A ideia do acordo surgiu no momento em que o juiz observou, durante as audiências, que a maioria dos pais alegava o desemprego, dificultando ações mais enérgicas no estabelecimento justo de uma pensão alimentícia em favor do dependente. Assim, nos casos em que forem observadas nos pais aptidões para os serviços feitos pela construtora, eles serão encaminhados à empresa, por meio de ofício, para fazer um teste e, posteriormente, serem contratados.
Além de ajudar os pais, a iniciativa também beneficiará os dependentes. A pensão arbitrada em juízo estará assegurada mensalmente, enquanto o pai estiver trabalhando. O pagamento será descontado em folha e depositado em favor do menor.
Ele acredita que por meio do convênio, o número de ações na unidade judiciária, a inadimplência e o número de prisões por falta de prestação de alimentos serão reduzidos consideravelmente. “Paralelamente, ainda haverá estímulo ao emprego formal”, afirma o juiz. Com informações da Assessoria de Imprensa do TJ-PE.

Fantástica a solução encontrada por esse douto Magistrado, eis que a prisão em nada solucionaria o problema, seja do pai, seja do filho, seja do espírito santo. É que guardar o cidadão atrás das grades simplesmente o impedirá de procurar trabalho, trabalhar e conseguir honrar seus compromissos. A prisão por dívida alimentar, a meu ver, é jurássica, primitiva e não resolve problema algum.

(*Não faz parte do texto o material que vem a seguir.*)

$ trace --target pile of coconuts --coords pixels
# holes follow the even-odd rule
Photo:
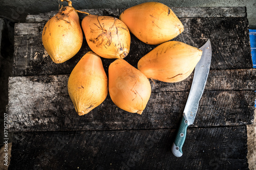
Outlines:
[[[68,82],[69,96],[79,115],[101,104],[109,92],[120,109],[141,114],[151,94],[148,79],[168,83],[181,81],[193,72],[202,51],[184,43],[170,41],[184,31],[182,23],[167,6],[142,3],[124,10],[119,18],[91,15],[61,7],[45,25],[44,46],[52,61],[61,63],[75,56],[83,41],[91,51],[81,58]],[[81,27],[78,12],[87,15]],[[130,33],[143,42],[157,45],[143,56],[136,68],[123,59],[131,46]],[[115,59],[108,78],[101,57]]]

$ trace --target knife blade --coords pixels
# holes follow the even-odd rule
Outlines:
[[[184,109],[181,122],[172,146],[173,154],[177,157],[182,156],[182,146],[186,136],[187,128],[194,123],[199,101],[203,94],[210,69],[211,46],[210,40],[199,49],[203,51],[200,60],[195,68],[190,90]]]

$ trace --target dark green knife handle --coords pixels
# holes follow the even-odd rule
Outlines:
[[[187,120],[185,117],[182,116],[182,119],[180,124],[180,127],[178,131],[175,140],[172,147],[173,154],[177,157],[182,156],[182,146],[185,142],[186,135],[187,134],[187,128],[188,127]]]

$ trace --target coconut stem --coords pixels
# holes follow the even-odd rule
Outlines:
[[[72,7],[72,2],[71,2],[71,1],[70,1],[70,0],[60,0],[60,1],[62,2],[63,2],[64,1],[66,1],[66,2],[67,2],[69,3],[69,7]],[[89,13],[86,12],[78,11],[78,10],[76,10],[75,9],[75,10],[76,10],[76,11],[77,12],[81,13],[83,13],[83,14],[87,14],[88,15],[90,15],[90,14]]]
[[[83,14],[86,14],[88,15],[90,15],[90,14],[89,14],[89,13],[86,12],[83,12],[83,11],[78,11],[78,10],[76,10],[76,12],[77,12],[81,13],[83,13]]]

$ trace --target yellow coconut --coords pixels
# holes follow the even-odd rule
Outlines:
[[[182,81],[192,73],[202,51],[184,43],[164,42],[140,59],[138,69],[148,78],[174,83]]]
[[[141,114],[151,94],[147,78],[123,59],[117,59],[109,68],[109,89],[114,103],[120,109]]]
[[[184,31],[182,23],[167,6],[147,2],[124,10],[119,19],[130,32],[142,42],[159,44],[176,37]]]
[[[82,28],[91,49],[100,57],[122,59],[130,52],[131,37],[126,26],[112,16],[87,15]]]
[[[104,101],[108,92],[108,78],[99,56],[90,52],[82,57],[70,74],[68,89],[79,115]]]

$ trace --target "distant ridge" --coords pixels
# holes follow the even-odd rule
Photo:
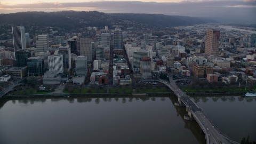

Parabéns ao referido Juiz.
Coitado do Empregador, que terá de contratar indivíduos que não tem responsabilidade nem para com os próprios filhos, quem dirá para com a boa execução do trabalho.
Transfere-se o problema da Vara de Família para a Vara do Trabalho.
Na minha experiência, 10 dias de cadeia são o suficiente para lembrar os pais da importância tanto do pagamento da pensão quanto do uso da camisinha.
Sem embargo à boa intenção do Magistrado, que é exemplar diga-se de passagem.